Spicy Meatball Soup

Chorizo gives bold flavor to the meatballs for this soup.


  • 1 tsp (5 mL) vegetable oil
  • 5   saltine crackers, finely crushed
  • 2 tbsp (30 mL) water
  • 6 oz (175 g) spicy pork chorizo
  • 8 oz (250 g) 90% lean ground beef
  • 1   egg
  • 2   small onions, finely chopped
  • 3   chipotle peppers in adobo sauce, chopped, plus 1 tbsp (15 mL) adobo sauce
  • 5 cans (14.5 oz each) chicken broth (about 9 cups/2 L)
  • 4 large plum tomatoes, seeded and diced
  • 1/2 cup (125 mL) packed fresh cilantro leaves, chopped
  •  Lime wedges (optional)


  1. Heat oil in All-Purpose Pot over medium-high heat 1-3 minutes or until shimmering. Combine crushed crackers and water in a large bowl; mix until a paste forms. Add chorizo, beef and egg; mix well.

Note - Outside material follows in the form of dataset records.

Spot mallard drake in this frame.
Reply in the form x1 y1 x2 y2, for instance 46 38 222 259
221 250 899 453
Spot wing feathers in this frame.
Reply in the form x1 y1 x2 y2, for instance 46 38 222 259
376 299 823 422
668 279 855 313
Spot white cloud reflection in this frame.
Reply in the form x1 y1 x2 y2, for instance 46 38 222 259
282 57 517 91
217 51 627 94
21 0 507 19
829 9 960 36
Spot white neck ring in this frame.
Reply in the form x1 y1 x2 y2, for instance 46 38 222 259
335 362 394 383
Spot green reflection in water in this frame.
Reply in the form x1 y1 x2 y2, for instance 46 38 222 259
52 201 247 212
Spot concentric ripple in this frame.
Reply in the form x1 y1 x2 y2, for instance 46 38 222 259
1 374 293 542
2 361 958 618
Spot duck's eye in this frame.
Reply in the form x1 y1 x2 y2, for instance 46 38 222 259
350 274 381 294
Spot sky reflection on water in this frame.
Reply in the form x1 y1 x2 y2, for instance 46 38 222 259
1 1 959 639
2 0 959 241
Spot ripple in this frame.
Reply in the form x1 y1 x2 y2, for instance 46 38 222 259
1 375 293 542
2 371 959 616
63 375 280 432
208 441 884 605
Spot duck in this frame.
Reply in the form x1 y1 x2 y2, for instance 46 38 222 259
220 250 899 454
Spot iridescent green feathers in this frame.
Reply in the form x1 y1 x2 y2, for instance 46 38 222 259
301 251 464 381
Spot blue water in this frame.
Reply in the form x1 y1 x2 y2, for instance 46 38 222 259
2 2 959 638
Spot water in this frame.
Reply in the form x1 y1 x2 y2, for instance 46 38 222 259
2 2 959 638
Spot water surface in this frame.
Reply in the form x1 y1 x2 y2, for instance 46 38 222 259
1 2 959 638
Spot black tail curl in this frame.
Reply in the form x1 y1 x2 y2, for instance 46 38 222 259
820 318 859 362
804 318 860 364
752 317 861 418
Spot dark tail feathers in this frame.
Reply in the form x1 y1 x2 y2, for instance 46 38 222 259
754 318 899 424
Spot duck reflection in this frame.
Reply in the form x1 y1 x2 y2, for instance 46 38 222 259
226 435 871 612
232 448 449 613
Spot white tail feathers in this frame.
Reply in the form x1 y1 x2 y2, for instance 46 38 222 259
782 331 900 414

  2. Form chorizo mixture into about 24 meatballs. Add meatballs to pot; cook 10-12 min or until browned, turning occasionally. Remove meatballs from pot.

  3. Add onions to pot; cook 2-3 minutes or until translucent. Add chipotle; cook and stir 20-30 seconds or until chipotle is fragrant. Add adobo sauce and broth; bring to a simmer.

  4. Add meatballs to soup; simmer 2-3 minutes or until cooked through. Skim excess fat from soup, if necessary.

  5. Top soup with tomatoes and cilantro. Ladle soup into bowls; serve with lime wedges, if desired. 


  • 6  servings of about 1 cup/250 mL 

Nutrients per serving:

Calories 260, Total Fat 15 g, Saturated Fat 4.5 g, Cholesterol 85 mg, Carbohydrate 15 g, Protein 16 g, Sodium 1850 mg, Fiber 1 g

Cook's Tips:

The meatballs can be prepared a day in advance.  Cover bottom of Large Sheet Pan with parchment paper.  Scoop meatballs and place onto pan; cover with plastic wrap and refrigerate.